CS
Colloquium
Thursday, April 10, 2003
4:15 PM
B17 Upson Hall
John
Jannotti
Massachusetts
Institute of Technology
Laboratory for Computer Science
Internet
Infrastructure for Efficient Overlays
Overlay
networks are virtual networks formed by cooperating nodes that share an
underlying physical network. Overlays are a flexible and deployable approach for
obtaining new network semantics without modification of the underlying network,
but they suffer from efficiency concerns. Two new router-based primitives can
help end-hosts alleviate these inefficiencies. Packet Reflection allows end
hosts to request that routers perform routing and duplication for certain
packets. Path Painting allows end hosts to determine where their paths to a
rendezvous point meet.

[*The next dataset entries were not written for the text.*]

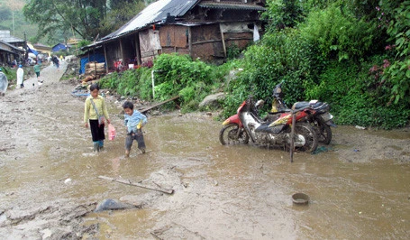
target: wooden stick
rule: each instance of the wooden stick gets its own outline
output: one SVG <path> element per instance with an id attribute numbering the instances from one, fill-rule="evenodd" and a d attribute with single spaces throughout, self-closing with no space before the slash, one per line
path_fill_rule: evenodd
<path id="1" fill-rule="evenodd" d="M 148 187 L 148 186 L 144 186 L 142 184 L 139 184 L 136 182 L 132 182 L 129 180 L 118 180 L 118 179 L 114 179 L 114 178 L 105 177 L 105 176 L 98 176 L 98 179 L 107 180 L 111 180 L 111 181 L 116 181 L 116 182 L 120 182 L 120 183 L 123 183 L 123 184 L 127 184 L 127 185 L 140 187 L 140 188 L 150 189 L 150 190 L 160 191 L 160 192 L 167 193 L 167 194 L 174 193 L 173 189 L 159 189 L 159 188 Z"/>
<path id="2" fill-rule="evenodd" d="M 296 115 L 292 111 L 292 128 L 290 130 L 290 162 L 293 162 L 293 150 L 295 148 L 295 125 L 296 124 Z"/>

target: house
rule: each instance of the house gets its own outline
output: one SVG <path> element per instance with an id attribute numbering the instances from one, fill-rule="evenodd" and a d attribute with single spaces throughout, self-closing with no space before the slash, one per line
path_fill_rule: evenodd
<path id="1" fill-rule="evenodd" d="M 14 37 L 9 30 L 0 30 L 0 65 L 23 59 L 25 41 Z"/>
<path id="2" fill-rule="evenodd" d="M 82 48 L 105 56 L 106 70 L 147 64 L 161 53 L 224 60 L 230 47 L 245 48 L 262 32 L 265 0 L 159 0 L 99 41 Z"/>
<path id="3" fill-rule="evenodd" d="M 64 44 L 64 43 L 58 43 L 51 48 L 51 51 L 57 52 L 59 51 L 68 50 L 69 48 L 71 48 L 70 45 Z"/>
<path id="4" fill-rule="evenodd" d="M 23 50 L 0 41 L 0 66 L 12 65 L 14 60 L 19 61 L 23 53 Z"/>
<path id="5" fill-rule="evenodd" d="M 39 53 L 42 53 L 42 54 L 47 55 L 47 56 L 50 56 L 51 55 L 51 48 L 49 47 L 49 46 L 46 46 L 46 45 L 41 44 L 41 43 L 35 43 L 35 44 L 32 44 L 32 46 L 34 47 L 34 49 Z"/>

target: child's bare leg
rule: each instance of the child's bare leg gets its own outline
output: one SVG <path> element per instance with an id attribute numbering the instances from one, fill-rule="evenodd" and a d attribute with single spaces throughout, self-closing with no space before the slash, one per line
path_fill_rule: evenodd
<path id="1" fill-rule="evenodd" d="M 128 134 L 125 137 L 125 157 L 130 157 L 131 147 L 132 146 L 132 135 Z"/>

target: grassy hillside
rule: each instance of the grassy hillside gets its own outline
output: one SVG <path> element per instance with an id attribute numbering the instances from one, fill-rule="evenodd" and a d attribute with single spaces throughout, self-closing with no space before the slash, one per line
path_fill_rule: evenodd
<path id="1" fill-rule="evenodd" d="M 37 25 L 26 22 L 23 14 L 23 7 L 25 0 L 0 0 L 0 30 L 10 30 L 10 33 L 15 37 L 29 41 L 37 32 Z M 14 24 L 13 24 L 13 15 Z"/>

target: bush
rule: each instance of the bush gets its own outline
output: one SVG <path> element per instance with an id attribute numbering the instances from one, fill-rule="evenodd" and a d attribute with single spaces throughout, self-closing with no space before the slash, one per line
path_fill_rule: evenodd
<path id="1" fill-rule="evenodd" d="M 197 104 L 219 88 L 223 70 L 179 54 L 161 54 L 153 69 L 156 97 L 165 100 L 179 95 L 183 111 L 196 110 Z"/>
<path id="2" fill-rule="evenodd" d="M 385 129 L 405 126 L 410 114 L 405 105 L 389 104 L 389 88 L 374 71 L 383 56 L 357 64 L 333 61 L 320 76 L 320 84 L 306 89 L 307 98 L 331 105 L 335 122 Z"/>
<path id="3" fill-rule="evenodd" d="M 349 9 L 333 4 L 313 11 L 300 25 L 302 37 L 324 59 L 360 59 L 372 44 L 375 25 L 358 20 Z"/>
<path id="4" fill-rule="evenodd" d="M 303 100 L 305 86 L 312 81 L 311 54 L 297 30 L 266 33 L 259 44 L 244 51 L 244 70 L 227 89 L 230 96 L 224 103 L 223 115 L 235 113 L 250 95 L 271 102 L 272 90 L 280 81 L 286 82 L 283 90 L 287 93 L 287 103 Z M 266 105 L 265 110 L 268 107 Z"/>

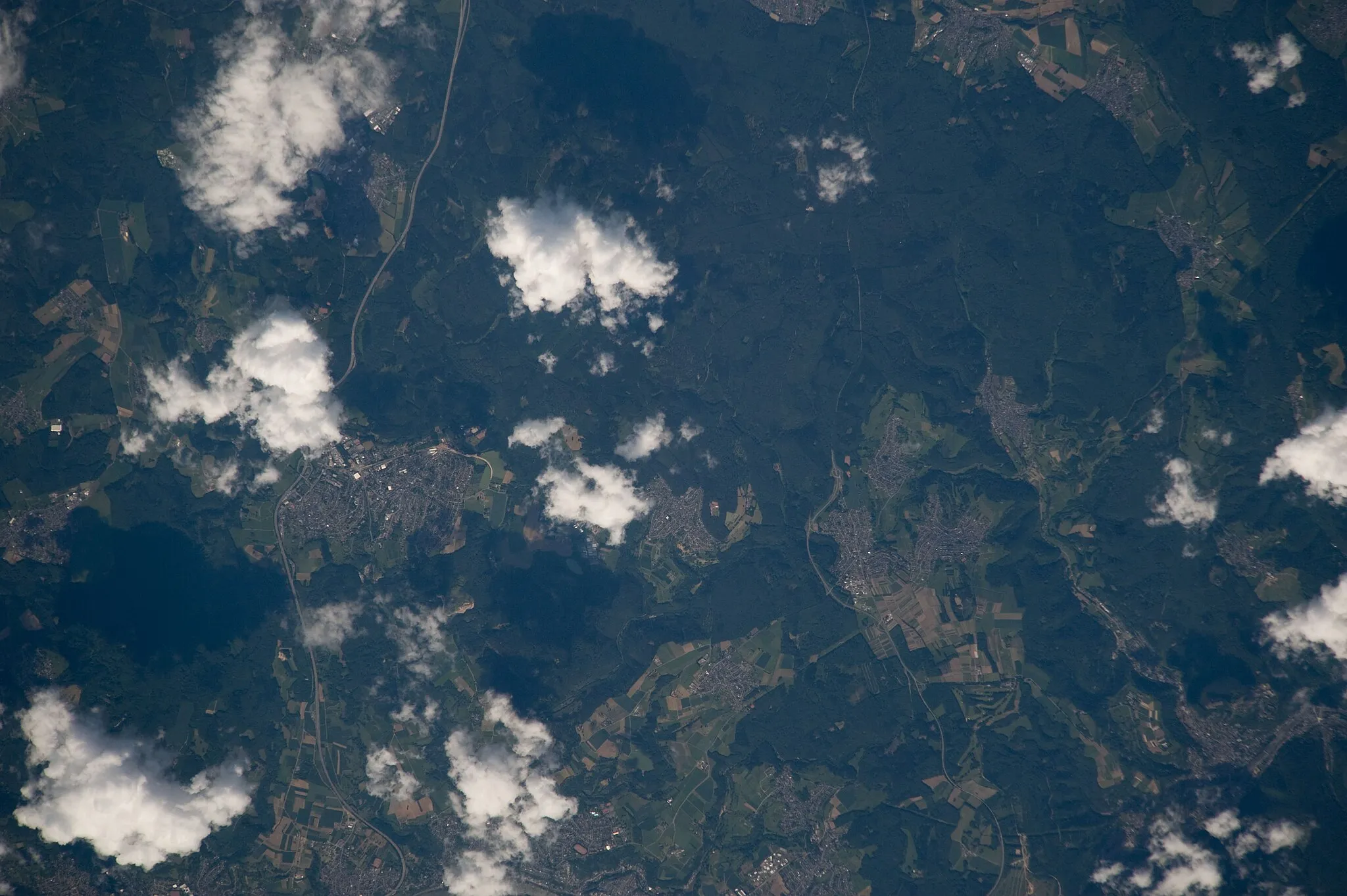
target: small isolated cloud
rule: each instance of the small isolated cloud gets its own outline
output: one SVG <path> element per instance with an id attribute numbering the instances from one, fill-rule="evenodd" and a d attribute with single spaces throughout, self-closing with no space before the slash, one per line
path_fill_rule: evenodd
<path id="1" fill-rule="evenodd" d="M 395 803 L 405 802 L 416 794 L 420 782 L 403 768 L 388 747 L 380 747 L 365 756 L 365 792 Z"/>
<path id="2" fill-rule="evenodd" d="M 1282 71 L 1290 71 L 1300 65 L 1300 43 L 1289 31 L 1277 38 L 1274 44 L 1251 40 L 1237 43 L 1230 47 L 1230 54 L 1245 63 L 1251 93 L 1262 93 L 1274 87 Z"/>
<path id="3" fill-rule="evenodd" d="M 304 646 L 341 650 L 342 642 L 354 634 L 361 609 L 360 601 L 342 600 L 311 611 L 304 620 Z"/>
<path id="4" fill-rule="evenodd" d="M 213 463 L 202 460 L 201 472 L 206 479 L 206 484 L 210 486 L 210 491 L 232 495 L 234 494 L 234 488 L 238 487 L 238 461 L 233 457 Z"/>
<path id="5" fill-rule="evenodd" d="M 574 467 L 544 470 L 537 484 L 543 490 L 543 513 L 560 522 L 602 529 L 610 545 L 622 544 L 626 525 L 651 509 L 637 492 L 632 474 L 612 464 L 590 464 L 577 457 Z"/>
<path id="6" fill-rule="evenodd" d="M 36 17 L 31 3 L 0 13 L 0 97 L 23 86 L 24 48 L 28 26 Z"/>
<path id="7" fill-rule="evenodd" d="M 819 148 L 845 156 L 841 161 L 819 165 L 819 199 L 823 202 L 838 202 L 853 187 L 874 183 L 870 151 L 859 137 L 831 135 L 819 141 Z"/>
<path id="8" fill-rule="evenodd" d="M 655 184 L 655 195 L 657 198 L 663 199 L 664 202 L 674 202 L 674 196 L 676 194 L 674 191 L 674 187 L 667 180 L 664 180 L 664 165 L 655 165 L 653 168 L 651 168 L 651 174 L 645 176 L 645 183 Z"/>
<path id="9" fill-rule="evenodd" d="M 595 217 L 568 199 L 501 199 L 486 221 L 486 246 L 511 266 L 501 277 L 532 312 L 585 309 L 597 300 L 605 327 L 674 289 L 674 262 L 660 261 L 633 218 Z"/>
<path id="10" fill-rule="evenodd" d="M 594 363 L 590 365 L 590 373 L 595 377 L 606 377 L 614 370 L 617 370 L 617 358 L 613 357 L 612 351 L 601 351 L 594 358 Z"/>
<path id="11" fill-rule="evenodd" d="M 338 19 L 346 27 L 364 15 L 350 12 L 357 7 L 338 12 L 325 4 L 323 15 L 330 27 Z M 315 40 L 296 52 L 264 16 L 220 38 L 216 50 L 216 79 L 178 126 L 191 157 L 178 175 L 183 200 L 202 221 L 247 235 L 291 218 L 286 194 L 342 145 L 343 121 L 384 104 L 388 71 L 349 39 Z"/>
<path id="12" fill-rule="evenodd" d="M 566 425 L 564 417 L 547 417 L 546 420 L 521 420 L 515 432 L 509 436 L 509 445 L 524 445 L 525 448 L 541 448 L 552 436 Z"/>
<path id="13" fill-rule="evenodd" d="M 1293 821 L 1285 818 L 1276 822 L 1254 819 L 1246 825 L 1234 809 L 1212 815 L 1203 825 L 1203 829 L 1224 844 L 1237 860 L 1254 852 L 1272 856 L 1284 849 L 1300 846 L 1309 839 L 1309 829 Z"/>
<path id="14" fill-rule="evenodd" d="M 616 448 L 616 452 L 624 460 L 643 460 L 671 441 L 674 433 L 664 425 L 664 412 L 660 412 L 636 424 L 632 435 Z"/>
<path id="15" fill-rule="evenodd" d="M 466 849 L 445 870 L 454 896 L 511 896 L 519 885 L 509 865 L 527 860 L 532 844 L 575 814 L 575 800 L 556 791 L 551 776 L 552 736 L 540 721 L 521 718 L 506 697 L 488 692 L 482 728 L 494 743 L 455 731 L 445 743 L 457 787 L 450 800 L 463 821 Z"/>
<path id="16" fill-rule="evenodd" d="M 397 659 L 414 674 L 431 678 L 436 657 L 450 652 L 447 607 L 399 607 L 388 624 L 388 636 L 397 646 Z"/>
<path id="17" fill-rule="evenodd" d="M 307 320 L 276 312 L 234 336 L 203 387 L 182 361 L 148 371 L 150 410 L 160 422 L 233 417 L 272 453 L 313 455 L 341 437 L 329 354 Z"/>
<path id="18" fill-rule="evenodd" d="M 1265 616 L 1263 634 L 1282 659 L 1319 652 L 1347 661 L 1347 573 L 1309 603 Z"/>
<path id="19" fill-rule="evenodd" d="M 1115 893 L 1219 893 L 1231 877 L 1262 876 L 1259 872 L 1266 872 L 1270 856 L 1300 846 L 1308 838 L 1309 829 L 1294 822 L 1246 822 L 1233 809 L 1196 825 L 1185 825 L 1180 814 L 1168 813 L 1150 823 L 1144 858 L 1100 862 L 1091 880 Z"/>
<path id="20" fill-rule="evenodd" d="M 1277 445 L 1258 482 L 1292 476 L 1305 482 L 1307 495 L 1347 503 L 1347 408 L 1323 414 Z"/>
<path id="21" fill-rule="evenodd" d="M 1169 474 L 1169 490 L 1152 502 L 1156 515 L 1146 521 L 1148 526 L 1179 523 L 1184 529 L 1203 529 L 1216 518 L 1216 496 L 1197 490 L 1192 478 L 1192 464 L 1183 457 L 1175 457 L 1165 464 Z"/>
<path id="22" fill-rule="evenodd" d="M 100 856 L 148 869 L 197 852 L 252 803 L 242 760 L 179 784 L 168 774 L 172 755 L 147 739 L 104 733 L 96 717 L 77 717 L 54 690 L 34 694 L 19 722 L 36 776 L 13 817 L 48 842 L 82 839 Z"/>

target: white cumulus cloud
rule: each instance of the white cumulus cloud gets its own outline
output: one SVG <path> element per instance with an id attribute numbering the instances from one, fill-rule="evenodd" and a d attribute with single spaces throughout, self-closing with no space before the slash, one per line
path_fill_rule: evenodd
<path id="1" fill-rule="evenodd" d="M 1347 661 L 1347 573 L 1309 603 L 1265 616 L 1263 634 L 1282 658 L 1311 651 Z"/>
<path id="2" fill-rule="evenodd" d="M 354 634 L 360 612 L 361 605 L 356 600 L 323 604 L 310 611 L 308 619 L 304 620 L 304 646 L 338 650 L 341 643 Z"/>
<path id="3" fill-rule="evenodd" d="M 1176 811 L 1156 818 L 1148 831 L 1145 858 L 1130 865 L 1100 862 L 1091 880 L 1117 893 L 1219 893 L 1231 876 L 1245 880 L 1258 877 L 1259 861 L 1266 856 L 1300 846 L 1309 839 L 1308 827 L 1285 819 L 1245 821 L 1234 809 L 1188 827 L 1192 830 L 1185 830 L 1184 818 Z M 1216 842 L 1207 839 L 1204 834 Z"/>
<path id="4" fill-rule="evenodd" d="M 23 86 L 27 27 L 32 24 L 34 17 L 36 12 L 31 3 L 13 12 L 0 13 L 0 97 Z"/>
<path id="5" fill-rule="evenodd" d="M 1320 416 L 1277 445 L 1258 482 L 1292 476 L 1305 482 L 1307 495 L 1347 503 L 1347 408 Z"/>
<path id="6" fill-rule="evenodd" d="M 323 9 L 330 26 L 362 15 Z M 178 174 L 189 209 L 217 230 L 247 235 L 291 217 L 284 194 L 342 145 L 345 120 L 384 102 L 388 71 L 346 40 L 315 40 L 299 54 L 269 16 L 252 17 L 216 50 L 216 79 L 179 124 L 191 161 Z"/>
<path id="7" fill-rule="evenodd" d="M 632 435 L 616 451 L 617 456 L 624 460 L 641 460 L 649 457 L 671 441 L 674 441 L 674 433 L 664 425 L 664 412 L 660 412 L 636 424 Z"/>
<path id="8" fill-rule="evenodd" d="M 605 327 L 672 292 L 674 262 L 660 261 L 630 217 L 595 217 L 552 196 L 502 198 L 486 221 L 486 246 L 511 266 L 502 284 L 528 311 L 583 309 L 597 300 Z"/>
<path id="9" fill-rule="evenodd" d="M 547 417 L 546 420 L 521 420 L 509 436 L 509 445 L 524 445 L 525 448 L 541 448 L 548 440 L 566 425 L 564 417 Z"/>
<path id="10" fill-rule="evenodd" d="M 1169 490 L 1152 502 L 1150 511 L 1156 515 L 1146 525 L 1179 523 L 1184 529 L 1203 529 L 1211 523 L 1216 518 L 1216 496 L 1197 488 L 1192 464 L 1175 457 L 1165 464 L 1165 472 L 1169 474 Z"/>
<path id="11" fill-rule="evenodd" d="M 399 607 L 388 624 L 388 636 L 397 646 L 397 659 L 422 678 L 435 674 L 432 663 L 450 652 L 447 607 Z"/>
<path id="12" fill-rule="evenodd" d="M 96 718 L 75 716 L 54 690 L 34 694 L 19 721 L 36 775 L 13 815 L 48 842 L 82 839 L 123 865 L 152 868 L 197 852 L 252 802 L 242 760 L 180 784 L 168 774 L 171 755 L 145 739 L 104 733 Z"/>
<path id="13" fill-rule="evenodd" d="M 234 336 L 205 386 L 180 361 L 147 371 L 151 413 L 160 422 L 234 417 L 272 453 L 317 453 L 341 437 L 329 354 L 307 320 L 272 313 Z"/>
<path id="14" fill-rule="evenodd" d="M 388 747 L 380 747 L 365 756 L 365 791 L 370 796 L 395 803 L 405 802 L 416 794 L 420 782 L 403 768 Z"/>
<path id="15" fill-rule="evenodd" d="M 556 791 L 550 775 L 552 736 L 543 722 L 521 718 L 506 697 L 488 692 L 484 729 L 500 741 L 482 743 L 455 731 L 445 743 L 451 803 L 463 821 L 470 849 L 445 870 L 454 896 L 511 896 L 509 864 L 528 858 L 532 844 L 575 813 L 575 800 Z"/>
<path id="16" fill-rule="evenodd" d="M 823 202 L 838 202 L 853 187 L 874 183 L 870 149 L 859 137 L 831 135 L 819 141 L 819 148 L 843 156 L 841 161 L 819 165 L 819 199 Z"/>
<path id="17" fill-rule="evenodd" d="M 626 525 L 649 513 L 632 474 L 577 457 L 574 467 L 548 467 L 537 476 L 543 511 L 552 519 L 594 526 L 610 545 L 622 544 Z"/>
<path id="18" fill-rule="evenodd" d="M 612 351 L 601 351 L 594 358 L 594 363 L 590 365 L 590 373 L 595 377 L 606 377 L 617 370 L 617 358 L 613 357 Z"/>
<path id="19" fill-rule="evenodd" d="M 1300 43 L 1289 31 L 1277 38 L 1274 44 L 1251 40 L 1237 43 L 1230 48 L 1230 54 L 1245 63 L 1251 93 L 1262 93 L 1276 86 L 1282 71 L 1290 71 L 1300 65 Z"/>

This knowledge facilitates building overlay topologies
that resemble the topology of the underlying network. Both primitives can be
incrementally deployed for incremental benefit.
These primitives can be used to provide an efficient application-level multicast (ALM) system. Experimental results on simulated topologies show that when all routers support the proposed primitives, the ALM system incurs less than 5% overhead (in terms of link usage and latency) compared to IP Multicast. In addition, the benefits gained are significant even at low deployment levels. With intelligent deployment strategies, link usage overhead is less than 30% with less than 10% deployment. Finally, these benefits apply mostly to the area local to the deployed routers, providing a deployment incentive to independent networks.